By HAMISH PEARSON
Say Colorado and the first vision is millionaire-covered mountains where fashion competes with the skiing and prices read like altitude levels.
Yet safely tucked away 108km north-west of Denver is a surprisingly homely and down-to-earth resort named Winter Park.
New Zealand's paralympic ski team often camps and trains here during the southern summer. It has not a snowflake of pretension nor a rhinestone-studded ski-suit in sight.
The snowy playground opened in 1940 as, literally, a winter park owned by the city of Denver, and it has built its reputation on family skiing. The tradition endures as the area is equipped with a restaurant and health clinic.
Trails are named after Alice in Wonderland characters and mothers rent beepers so they can be paged when their babies are ready for lunch.
Yet the steeper, bumpier Mary Jane mountain (part of Winter Park) attracts a different brand of skier. A typical customer: the 24-year-old snowboarder with a passion for pickup trucks, cheap beer and on-mountain keg barbecues.
This year the crowds will be spread over more terrain because of the 180ha Vasquez Cirque which opened last November. It offers more challenges for the advanced to extreme skier who is looking for backcountry conditions. Winter Park now has terrain which caters to every kind of skier and is described as champagne snow on a beer budget.
The nearby villages of Winter Park and Fraser (five and 10 minutes from the mountain base) provide accommodation, shopping, nightlife and leisure activities.

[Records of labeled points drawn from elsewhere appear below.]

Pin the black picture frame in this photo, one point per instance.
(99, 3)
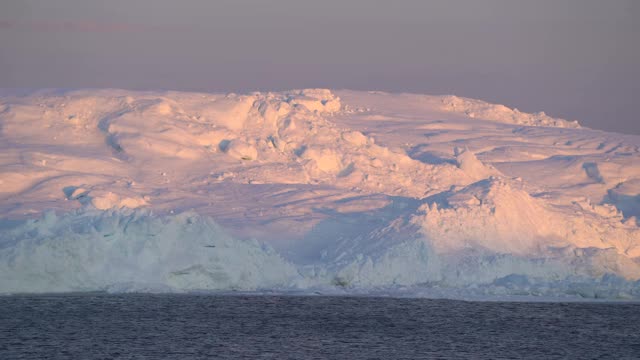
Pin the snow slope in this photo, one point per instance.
(311, 190)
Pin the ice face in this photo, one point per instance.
(341, 190)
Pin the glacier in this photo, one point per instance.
(312, 191)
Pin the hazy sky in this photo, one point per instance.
(576, 59)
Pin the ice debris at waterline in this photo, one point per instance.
(317, 191)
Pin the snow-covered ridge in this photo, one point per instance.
(340, 189)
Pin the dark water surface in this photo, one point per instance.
(288, 327)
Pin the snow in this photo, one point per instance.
(310, 191)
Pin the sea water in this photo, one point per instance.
(101, 326)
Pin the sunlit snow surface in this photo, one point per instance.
(312, 191)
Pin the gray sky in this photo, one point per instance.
(576, 59)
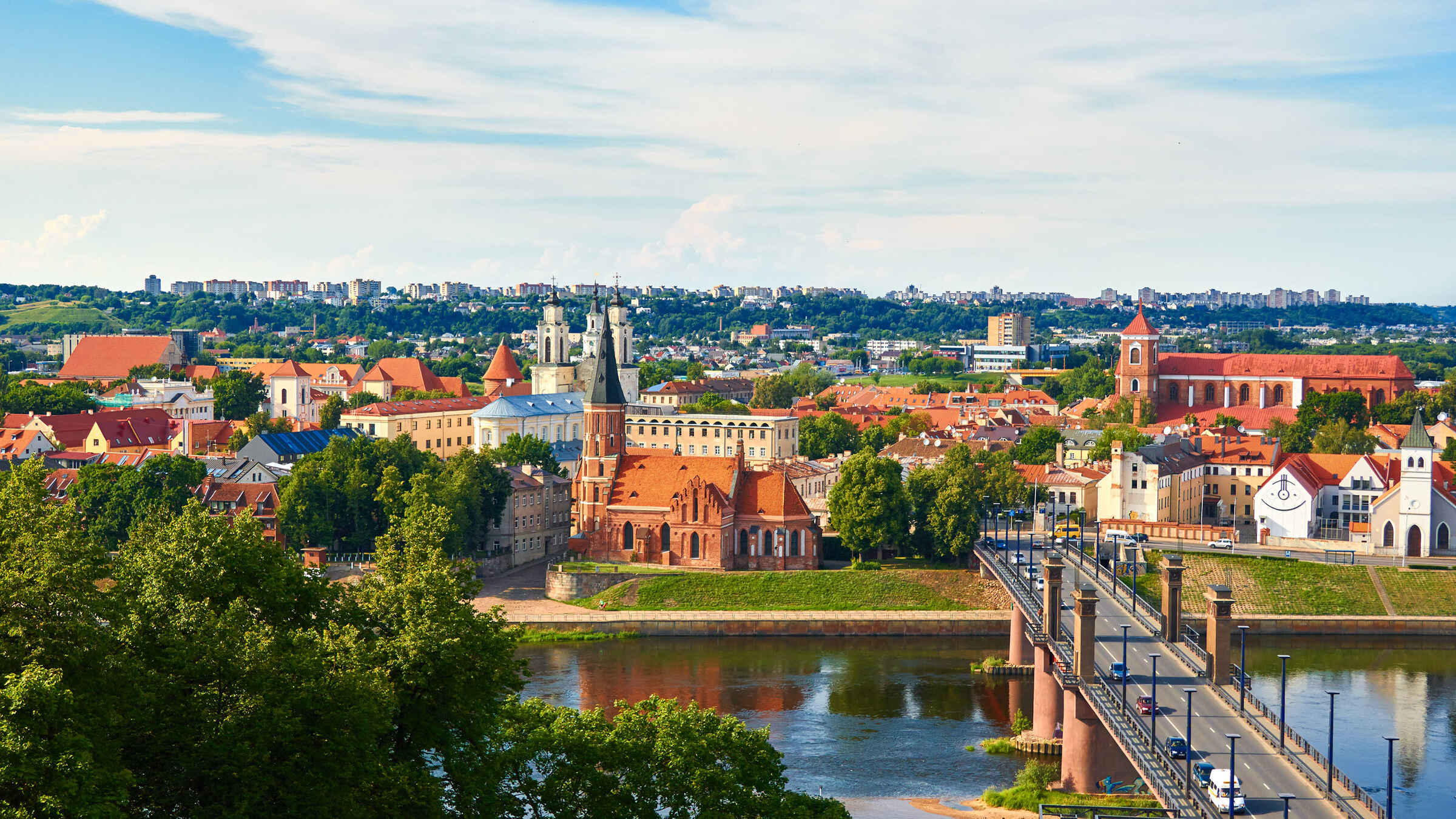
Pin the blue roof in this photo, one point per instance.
(305, 442)
(532, 405)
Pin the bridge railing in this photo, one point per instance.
(1292, 738)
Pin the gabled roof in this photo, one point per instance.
(503, 366)
(111, 357)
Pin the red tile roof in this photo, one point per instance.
(1289, 365)
(111, 357)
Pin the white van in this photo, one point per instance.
(1219, 790)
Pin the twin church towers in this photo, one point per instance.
(554, 371)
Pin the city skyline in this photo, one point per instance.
(701, 145)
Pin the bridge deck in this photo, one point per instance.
(1261, 769)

If skiing isn't your preferred form of transport, snowmobiling, snowshoeing and dogsledding are great ways to view beautiful lakes, forests and wildlife such as coyotes, elk and moose. Snow-tubing (careening down a slope in a rubber tube) is popular and local guides guarantee a catch if you try ice-fishing. At the end of the day, soothe your bones in one of the many piping hot thermal springs.
The season begins in the middle of next month and the zany end-of-winter rituals (cardboard box racing, skiing into lakes) are held near the end of April.
For New Zealanders, the Winter Park and Fraser Valley areas of Colorado offer a complete winter experience away from the hype and prices of Vail and Aspen. The locals are helpful, salt-of-the-earth folk and accommodation can suit all budgets.